Who are we as individuals according to Jung? We are the sum of the five archetypes that define our selves in this world. Briefly put:
The Persona is that which we present to the outside world.
The Ego is the centre of consciousness but not the totality of the psyche.
The Shadow is the box for all of that which we have disowned.
The Anima is the female soul image of a man, the Animus the male soul image of a woman. According to Jung a person's soul image is gender opposite.
The Self is simply the centre and the totality of the entire psyche. It is the archetype which contains all the other archetypes and around which they orbit. It's something of a paradox, and extremely difficult for the conscious ego to accept.
The years … when I pursued the inner images were the most important time of my life. Everything else is to be derived from this. It began at that time, and the later details hardly matter anymore. My entire life consisted in elaborating what had burst forth from the unconscious and flooded me like an enigmatic stream and threatened to break me. That was the stuff and material for more than only one life.
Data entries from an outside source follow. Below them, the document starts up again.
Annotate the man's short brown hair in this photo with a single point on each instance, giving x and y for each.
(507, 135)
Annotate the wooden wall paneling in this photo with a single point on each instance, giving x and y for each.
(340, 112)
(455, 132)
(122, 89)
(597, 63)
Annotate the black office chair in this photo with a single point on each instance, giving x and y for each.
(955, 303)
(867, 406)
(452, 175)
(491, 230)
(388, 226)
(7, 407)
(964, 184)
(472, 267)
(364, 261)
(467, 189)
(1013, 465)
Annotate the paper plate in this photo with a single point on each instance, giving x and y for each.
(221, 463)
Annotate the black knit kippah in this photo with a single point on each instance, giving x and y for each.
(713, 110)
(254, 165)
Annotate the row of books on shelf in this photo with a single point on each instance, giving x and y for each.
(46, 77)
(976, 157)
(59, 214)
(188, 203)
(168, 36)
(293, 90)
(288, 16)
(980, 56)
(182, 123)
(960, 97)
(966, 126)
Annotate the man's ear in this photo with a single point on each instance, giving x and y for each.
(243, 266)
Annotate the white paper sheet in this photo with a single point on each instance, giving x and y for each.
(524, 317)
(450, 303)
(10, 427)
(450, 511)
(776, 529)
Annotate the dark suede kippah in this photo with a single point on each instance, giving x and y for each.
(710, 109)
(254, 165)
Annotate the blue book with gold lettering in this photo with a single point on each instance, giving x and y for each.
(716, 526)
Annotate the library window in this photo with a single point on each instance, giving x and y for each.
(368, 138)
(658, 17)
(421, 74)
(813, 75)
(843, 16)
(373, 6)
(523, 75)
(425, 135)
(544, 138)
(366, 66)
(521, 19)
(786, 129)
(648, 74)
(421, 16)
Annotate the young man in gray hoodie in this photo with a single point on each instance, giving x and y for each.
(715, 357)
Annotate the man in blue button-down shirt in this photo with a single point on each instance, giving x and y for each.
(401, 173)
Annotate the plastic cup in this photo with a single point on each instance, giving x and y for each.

Everything later was merely the outer classification, the scientific elaboration, and the integration into life. But the numinous beginning, which contained everything, was then. C.G. Jung
I know the pictures above don't do the book much justice but they're the ones I took earlier today in dim light. You'll know where to find better ones. For me, opening the pages is like seeing the work of William Blake for the first time.
Now all I have to do is wait ten years for my husband to finish reading it.